Saturday, September 3, 2011

Reflections on Processes

Well I have survived in-service week with a feeling of success and apprehension.  Success in that the workshop (in-service training for the county art teachers) went well.  Apprehension in that I'm not sure I'm ready for the students on Tuesday.  Working on getting my classrooms and plans ready, my independent study for grad school, coaching field hockey and running the kids around to their orientations left me exhausted and stressed by the end of the week.  So to De-stress I decided to do some art.  Well, art in that I continued working on my samples for my 3D Design 1st student project.  After I had spray painted the relief face yellow the paint started to peel from the card board.  So wait for it to dry, scrape off and go at it with green.  I wasn't getting the result I wanted so I decided to test out adding tissue paper to join the different levels.  Didn't work.  So then I stepped back looked at it.  Well it was Supposed to be a portrait of my daughter.  It looked like a really old version of her.  Maybe it needed more height to bring out the cheeks and not be so flat.  Added a few more layers, painted them.  Still not happy.  I had been working outside because of the spray paint.  It was getting dark so I put it away for the night and I'll go back to it today.
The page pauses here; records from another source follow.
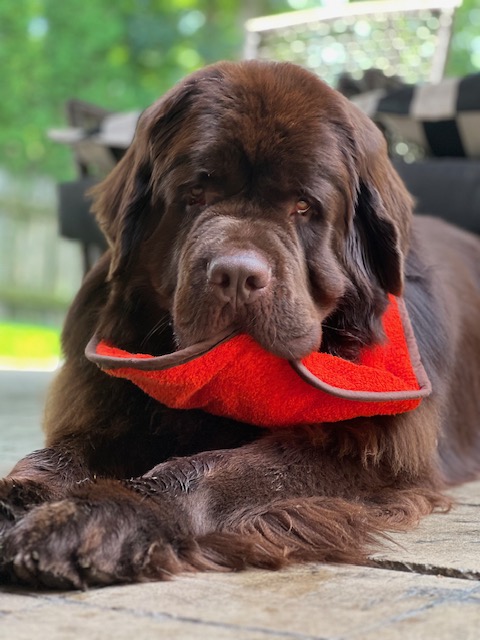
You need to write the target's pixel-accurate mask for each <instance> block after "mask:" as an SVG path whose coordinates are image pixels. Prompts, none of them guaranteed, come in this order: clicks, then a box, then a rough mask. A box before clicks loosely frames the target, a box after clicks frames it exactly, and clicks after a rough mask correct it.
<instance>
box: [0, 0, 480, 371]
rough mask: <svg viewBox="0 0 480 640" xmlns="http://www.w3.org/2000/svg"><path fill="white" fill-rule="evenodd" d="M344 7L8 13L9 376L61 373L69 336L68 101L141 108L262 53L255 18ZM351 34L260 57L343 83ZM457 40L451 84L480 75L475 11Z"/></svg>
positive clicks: (338, 2)
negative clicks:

Needs work, still looks like old lady
Seems too flat still in the face
Edges of the relief





Even though I was not so happy with the way the artwork was going the process of working on it calmed my brain enough that thoughts of how to continue to build my lessons began to flow through my head.  I had originally thought that I would steer my students toward using one color of paint for their surface treatment.  In the style of Louise Nevelson, they would build with multiple boards and use color to unify the entire work.  Well.... Students will be using all boards to build their relief sculpture, not various materials.  So in essence their work is unified my the building material and using only one color isn't so nearness for unification.  While I still want to discuss and have students investigate the symbolic meaning of color with this project, the use of multiple colors may actually enhance their artwork.  The variety in color may actually express more about their personality than a single color.  But how to do it is now the question.  I think I will revisit the tissue paper idea, but also experiment with paint too.  The only problem with paint is that because of having 25 students in the class, tempra paint or spray paint is my only option.  Acrylic and oil are out because of the amount that would be needed and the cost of the paint is too much for my budget.  Maybe I need to start by spray painting the entire sculpture with white.  This may make the colors more vibrant than painting directly on the brown card board.